Making Risk Minimization Tolerant to Label Noise
This addresses the issue of label noise in machine learning applications, offering a theoretical and practical solution for more robust classification, though it is incremental as it builds on existing risk minimization frameworks.
The paper tackles the problem of learning classifiers from training data corrupted by label noise, proving that risk minimization under certain non-convex loss functions (0-1, sigmoid, ramp, probit) is tolerant to uniform noise and can be adapted for non-uniform noise under separability assumptions, with empirical results showing much better robustness compared to SVM.

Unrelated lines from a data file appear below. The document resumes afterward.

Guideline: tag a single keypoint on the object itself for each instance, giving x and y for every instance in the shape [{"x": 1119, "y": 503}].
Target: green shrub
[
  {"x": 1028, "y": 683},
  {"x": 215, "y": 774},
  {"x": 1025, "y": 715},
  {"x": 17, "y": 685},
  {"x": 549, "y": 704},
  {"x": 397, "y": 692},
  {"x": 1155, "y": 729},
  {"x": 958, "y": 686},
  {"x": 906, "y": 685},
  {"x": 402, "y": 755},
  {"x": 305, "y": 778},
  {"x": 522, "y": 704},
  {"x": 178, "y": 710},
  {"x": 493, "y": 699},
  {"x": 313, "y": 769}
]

In many applications, the training data, from which one needs to learn a classifier, is corrupted with label noise. Many standard algorithms such as SVM perform poorly in presence of label noise. In this paper we investigate the robustness of risk minimization to label noise. We prove a sufficient condition on a loss function for the risk minimization under that loss to be tolerant to uniform label noise. We show that the $0-1$ loss, sigmoid loss, ramp loss and probit loss satisfy this condition though none of the standard convex loss functions satisfy it. We also prove that, by choosing a sufficiently large value of a parameter in the loss function, the sigmoid loss, ramp loss and probit loss can be made tolerant to non-uniform label noise also if we can assume the classes to be separable under noise-free data distribution. Through extensive empirical studies, we show that risk minimization under the $0-1$ loss, the sigmoid loss and the ramp loss has much better robustness to label noise when compared to the SVM algorithm.